The first category includes apps presenting information and tools for communication, for example, datasheets, information on materials/chemistry, etc., in a digital form. The second category includes apps that introduce a form of intervention in OHS&W, such as prompting workers to answer questionnaires or undergo training. However, the categories are difficult to keep completely separate, as comprehensive and well-accessible information might be a basis for a change in, e.g., work performance and thereby have a derived OHS&W significance. An example is the Danish Emergency Management Agency’s App “Dangerous substances”, an inventory of relevant information on harmful chemical substances. The app contains instructions for the safest possible action in an accident with dangerous substances and the possibility of looking up facts and legislation regarding chemical substances. We thus categorize the app as an information app [1], corresponding to the Danish Emergency Management Agency’s characterization of the app as a reference work; however, the app provides an obvious potential for adapting the work and creating better working environment conditions based on the data provided.
Nevertheless, we have kept the distinction between ‘information apps’ and ‘intervention apps’ as it allowed us to take a closer look at the apps used for OHS&W interventions and examine the degree of documentation for the promised effect.

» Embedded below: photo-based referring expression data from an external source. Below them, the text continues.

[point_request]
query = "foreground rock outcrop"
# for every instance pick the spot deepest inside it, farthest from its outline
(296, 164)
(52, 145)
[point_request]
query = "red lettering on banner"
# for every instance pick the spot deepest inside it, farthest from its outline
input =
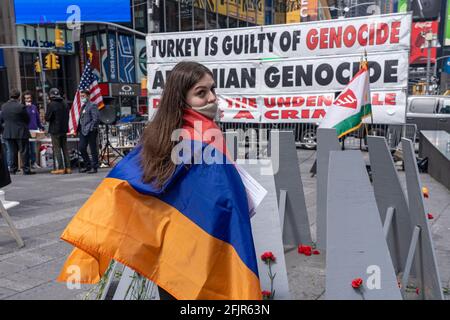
(319, 113)
(244, 114)
(390, 98)
(395, 30)
(324, 101)
(305, 114)
(241, 103)
(311, 39)
(272, 114)
(269, 102)
(382, 33)
(289, 114)
(363, 41)
(336, 37)
(324, 38)
(311, 101)
(284, 101)
(363, 35)
(349, 41)
(297, 101)
(376, 100)
(372, 34)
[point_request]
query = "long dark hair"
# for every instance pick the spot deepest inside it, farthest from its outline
(156, 139)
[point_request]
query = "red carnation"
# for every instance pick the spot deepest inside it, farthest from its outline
(266, 294)
(357, 283)
(304, 249)
(268, 256)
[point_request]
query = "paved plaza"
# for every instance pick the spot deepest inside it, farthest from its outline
(48, 202)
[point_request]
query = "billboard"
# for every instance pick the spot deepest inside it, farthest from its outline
(418, 32)
(291, 72)
(447, 26)
(47, 11)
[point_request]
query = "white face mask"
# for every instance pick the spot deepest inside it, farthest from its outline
(210, 110)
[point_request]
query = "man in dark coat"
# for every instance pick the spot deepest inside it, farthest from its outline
(15, 118)
(88, 132)
(57, 116)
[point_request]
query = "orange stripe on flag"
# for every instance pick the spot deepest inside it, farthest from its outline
(157, 241)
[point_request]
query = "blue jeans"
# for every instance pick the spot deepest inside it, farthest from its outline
(32, 152)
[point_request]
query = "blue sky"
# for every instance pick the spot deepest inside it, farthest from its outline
(35, 11)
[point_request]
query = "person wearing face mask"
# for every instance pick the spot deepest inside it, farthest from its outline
(57, 116)
(88, 132)
(34, 125)
(15, 118)
(182, 223)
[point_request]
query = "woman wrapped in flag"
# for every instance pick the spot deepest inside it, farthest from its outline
(174, 209)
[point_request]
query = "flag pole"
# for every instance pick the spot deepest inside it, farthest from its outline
(361, 64)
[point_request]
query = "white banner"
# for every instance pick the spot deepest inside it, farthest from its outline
(319, 38)
(388, 106)
(296, 75)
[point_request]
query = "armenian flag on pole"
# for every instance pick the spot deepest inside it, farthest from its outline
(352, 105)
(192, 237)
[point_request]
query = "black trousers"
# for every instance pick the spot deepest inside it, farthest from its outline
(91, 141)
(20, 146)
(59, 142)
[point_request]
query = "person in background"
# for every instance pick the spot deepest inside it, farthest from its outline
(57, 116)
(16, 134)
(88, 132)
(35, 124)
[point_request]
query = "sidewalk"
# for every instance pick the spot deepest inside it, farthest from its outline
(47, 203)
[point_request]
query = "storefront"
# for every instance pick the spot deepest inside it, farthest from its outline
(65, 78)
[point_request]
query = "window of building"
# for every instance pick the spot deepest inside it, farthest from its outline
(212, 15)
(140, 8)
(172, 16)
(199, 15)
(186, 15)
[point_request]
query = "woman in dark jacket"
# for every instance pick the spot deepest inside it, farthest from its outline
(57, 116)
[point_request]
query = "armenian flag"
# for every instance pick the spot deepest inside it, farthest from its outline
(352, 105)
(192, 237)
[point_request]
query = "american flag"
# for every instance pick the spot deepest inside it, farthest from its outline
(89, 82)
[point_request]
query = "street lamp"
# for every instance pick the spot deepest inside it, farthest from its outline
(42, 73)
(436, 63)
(345, 9)
(431, 42)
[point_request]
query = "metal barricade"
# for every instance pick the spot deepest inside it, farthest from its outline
(306, 133)
(122, 134)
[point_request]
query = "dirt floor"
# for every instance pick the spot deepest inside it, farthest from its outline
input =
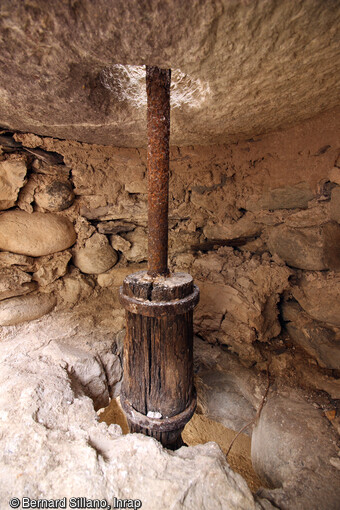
(201, 430)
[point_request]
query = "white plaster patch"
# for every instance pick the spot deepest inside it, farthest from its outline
(127, 83)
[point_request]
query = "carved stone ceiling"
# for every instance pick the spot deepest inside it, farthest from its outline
(75, 69)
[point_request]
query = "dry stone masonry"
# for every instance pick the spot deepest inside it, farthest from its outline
(260, 234)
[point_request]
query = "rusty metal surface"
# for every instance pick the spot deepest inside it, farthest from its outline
(171, 424)
(159, 308)
(158, 120)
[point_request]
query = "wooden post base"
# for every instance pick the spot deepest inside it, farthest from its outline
(158, 395)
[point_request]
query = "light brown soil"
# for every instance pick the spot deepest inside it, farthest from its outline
(201, 430)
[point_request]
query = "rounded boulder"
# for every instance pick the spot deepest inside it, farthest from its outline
(35, 234)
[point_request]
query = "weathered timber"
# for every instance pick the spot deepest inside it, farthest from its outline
(158, 395)
(158, 358)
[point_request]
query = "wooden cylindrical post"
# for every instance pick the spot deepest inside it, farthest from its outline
(158, 395)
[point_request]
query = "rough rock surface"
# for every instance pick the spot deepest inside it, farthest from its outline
(287, 197)
(320, 341)
(319, 296)
(53, 446)
(35, 234)
(313, 248)
(227, 391)
(335, 204)
(279, 59)
(12, 178)
(238, 301)
(51, 267)
(290, 461)
(25, 308)
(54, 196)
(96, 257)
(14, 282)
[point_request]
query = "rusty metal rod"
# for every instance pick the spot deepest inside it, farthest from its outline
(158, 122)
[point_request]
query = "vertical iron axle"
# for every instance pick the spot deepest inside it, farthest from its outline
(158, 395)
(158, 120)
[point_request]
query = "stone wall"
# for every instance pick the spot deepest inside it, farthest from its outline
(256, 223)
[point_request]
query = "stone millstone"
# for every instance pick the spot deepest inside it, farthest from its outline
(35, 234)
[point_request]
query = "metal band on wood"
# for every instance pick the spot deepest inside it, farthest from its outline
(158, 424)
(157, 309)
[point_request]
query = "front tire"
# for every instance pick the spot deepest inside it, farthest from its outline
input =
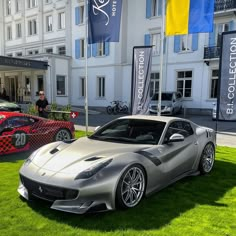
(131, 187)
(63, 135)
(207, 159)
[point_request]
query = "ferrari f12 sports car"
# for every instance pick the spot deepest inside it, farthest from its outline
(123, 161)
(21, 132)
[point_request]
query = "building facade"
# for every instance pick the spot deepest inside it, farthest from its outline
(54, 31)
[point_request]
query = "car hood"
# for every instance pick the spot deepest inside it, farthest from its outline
(80, 155)
(8, 104)
(163, 103)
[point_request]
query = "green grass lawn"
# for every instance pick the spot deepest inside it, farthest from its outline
(195, 206)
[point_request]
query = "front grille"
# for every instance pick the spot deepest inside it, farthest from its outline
(48, 192)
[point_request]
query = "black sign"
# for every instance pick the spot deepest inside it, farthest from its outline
(226, 109)
(18, 62)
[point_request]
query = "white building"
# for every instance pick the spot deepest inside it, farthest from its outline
(50, 28)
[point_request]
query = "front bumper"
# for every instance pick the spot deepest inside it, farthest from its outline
(63, 200)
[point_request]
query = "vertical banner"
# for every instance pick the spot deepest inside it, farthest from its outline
(104, 20)
(140, 89)
(226, 105)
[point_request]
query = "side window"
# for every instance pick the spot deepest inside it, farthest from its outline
(16, 122)
(179, 127)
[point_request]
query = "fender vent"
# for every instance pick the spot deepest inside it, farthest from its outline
(54, 151)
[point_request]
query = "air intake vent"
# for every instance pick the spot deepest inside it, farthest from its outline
(93, 158)
(54, 151)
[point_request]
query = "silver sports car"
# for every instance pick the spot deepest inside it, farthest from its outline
(123, 161)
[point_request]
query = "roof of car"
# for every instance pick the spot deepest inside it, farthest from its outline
(165, 119)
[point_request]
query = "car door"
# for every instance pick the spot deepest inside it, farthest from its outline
(15, 135)
(179, 157)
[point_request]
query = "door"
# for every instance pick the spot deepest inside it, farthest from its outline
(15, 135)
(179, 157)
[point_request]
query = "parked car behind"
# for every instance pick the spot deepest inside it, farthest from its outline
(9, 106)
(171, 103)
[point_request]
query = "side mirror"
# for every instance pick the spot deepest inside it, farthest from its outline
(176, 138)
(97, 128)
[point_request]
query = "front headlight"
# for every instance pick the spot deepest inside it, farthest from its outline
(92, 171)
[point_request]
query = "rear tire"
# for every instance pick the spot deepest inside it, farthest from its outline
(131, 187)
(207, 159)
(63, 135)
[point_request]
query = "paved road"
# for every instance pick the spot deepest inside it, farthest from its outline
(226, 131)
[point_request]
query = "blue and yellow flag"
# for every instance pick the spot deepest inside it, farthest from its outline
(189, 16)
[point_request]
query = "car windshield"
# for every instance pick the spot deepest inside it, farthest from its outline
(135, 131)
(164, 96)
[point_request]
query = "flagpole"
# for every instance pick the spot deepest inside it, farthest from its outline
(86, 66)
(161, 58)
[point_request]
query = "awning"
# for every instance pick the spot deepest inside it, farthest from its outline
(12, 62)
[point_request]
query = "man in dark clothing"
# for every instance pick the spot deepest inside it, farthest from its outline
(42, 105)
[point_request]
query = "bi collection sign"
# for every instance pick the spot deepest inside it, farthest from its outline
(226, 108)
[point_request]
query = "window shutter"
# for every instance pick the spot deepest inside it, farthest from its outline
(177, 44)
(148, 8)
(89, 50)
(231, 25)
(77, 16)
(94, 50)
(77, 49)
(107, 47)
(160, 2)
(195, 42)
(212, 37)
(147, 39)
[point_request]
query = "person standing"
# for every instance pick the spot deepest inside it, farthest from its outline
(42, 105)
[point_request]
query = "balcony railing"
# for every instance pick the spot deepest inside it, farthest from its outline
(224, 5)
(211, 52)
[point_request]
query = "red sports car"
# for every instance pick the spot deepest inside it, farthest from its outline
(21, 132)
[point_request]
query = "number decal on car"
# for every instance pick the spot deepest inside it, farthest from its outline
(19, 139)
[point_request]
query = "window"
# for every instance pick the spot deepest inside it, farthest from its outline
(82, 87)
(17, 5)
(48, 23)
(49, 50)
(61, 20)
(101, 87)
(9, 32)
(61, 86)
(156, 42)
(185, 42)
(18, 30)
(32, 3)
(179, 127)
(62, 50)
(40, 83)
(8, 7)
(19, 54)
(184, 83)
(214, 83)
(32, 27)
(81, 15)
(154, 83)
(101, 49)
(224, 27)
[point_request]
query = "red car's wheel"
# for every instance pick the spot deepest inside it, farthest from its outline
(63, 135)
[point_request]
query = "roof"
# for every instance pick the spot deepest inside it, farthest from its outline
(165, 119)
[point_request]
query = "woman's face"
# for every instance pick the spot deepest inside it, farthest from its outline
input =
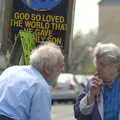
(107, 72)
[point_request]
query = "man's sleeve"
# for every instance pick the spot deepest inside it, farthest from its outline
(41, 105)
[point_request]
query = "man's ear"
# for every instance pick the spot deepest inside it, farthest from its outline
(46, 69)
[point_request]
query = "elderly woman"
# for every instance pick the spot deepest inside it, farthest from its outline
(101, 97)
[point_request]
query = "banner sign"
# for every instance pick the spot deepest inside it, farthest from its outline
(47, 19)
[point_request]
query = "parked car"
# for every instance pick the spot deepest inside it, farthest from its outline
(67, 88)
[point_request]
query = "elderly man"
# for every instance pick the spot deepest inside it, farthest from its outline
(24, 92)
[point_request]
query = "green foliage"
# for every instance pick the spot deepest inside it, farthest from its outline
(28, 43)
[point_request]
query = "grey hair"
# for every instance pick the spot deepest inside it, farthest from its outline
(108, 51)
(48, 53)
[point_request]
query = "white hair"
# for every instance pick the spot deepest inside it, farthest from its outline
(108, 51)
(45, 54)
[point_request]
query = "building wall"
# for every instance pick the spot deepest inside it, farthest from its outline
(109, 22)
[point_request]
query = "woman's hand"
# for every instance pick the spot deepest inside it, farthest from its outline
(94, 90)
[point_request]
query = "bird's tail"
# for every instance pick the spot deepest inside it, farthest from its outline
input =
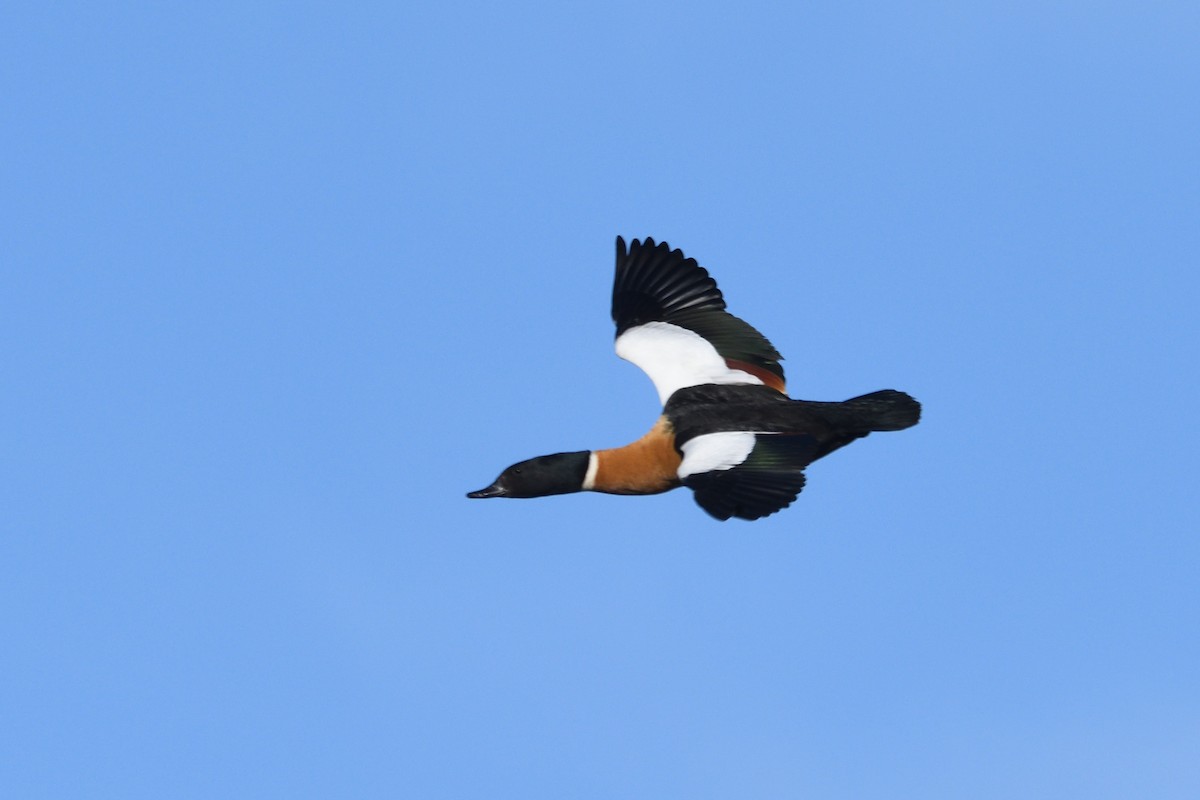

An examination of the effect is not equally relevant for apps that have the format of fact sheets/reference works or apps that make knowledge accessible quickly (contact information, legislation regarding OHS&W, recommended strain in physical work, etc.).
Assessment of research basis for the effect of the app
We assessed how the 37 intervention apps documented the app effects by assessing if they referenced research. We did this using two methods: First, we screened the publicly available data material collected in our app store and InfoMedia searches. This comprised of online information on the app (often the homepage for the app), newspaper articles found in InfoMedia, and the descriptions provided in the App Store and Google Play Store. Second, to ensure that all scientific publications on the specific apps were found, we searched PubMed, Web of Science, and PsycInfo for articles between 2002 and 2021 (see Fig. 2). We searched on the app name plus “app or application” (i.e., “Wysa” + “app”) to identify relevant studies on the identified apps (see Additional file 2). We did three rounds of screening based on the title, abstract and full text of the identified studies counting the number of apps evaluated and the number of publications.
On this basis, we divide the intervention apps into two categories: “not research-based” (apps where we did not find any reference to research in either method) and “research-based” (apps where we find reference(s) to research for all or parts of the mechanisms within the app).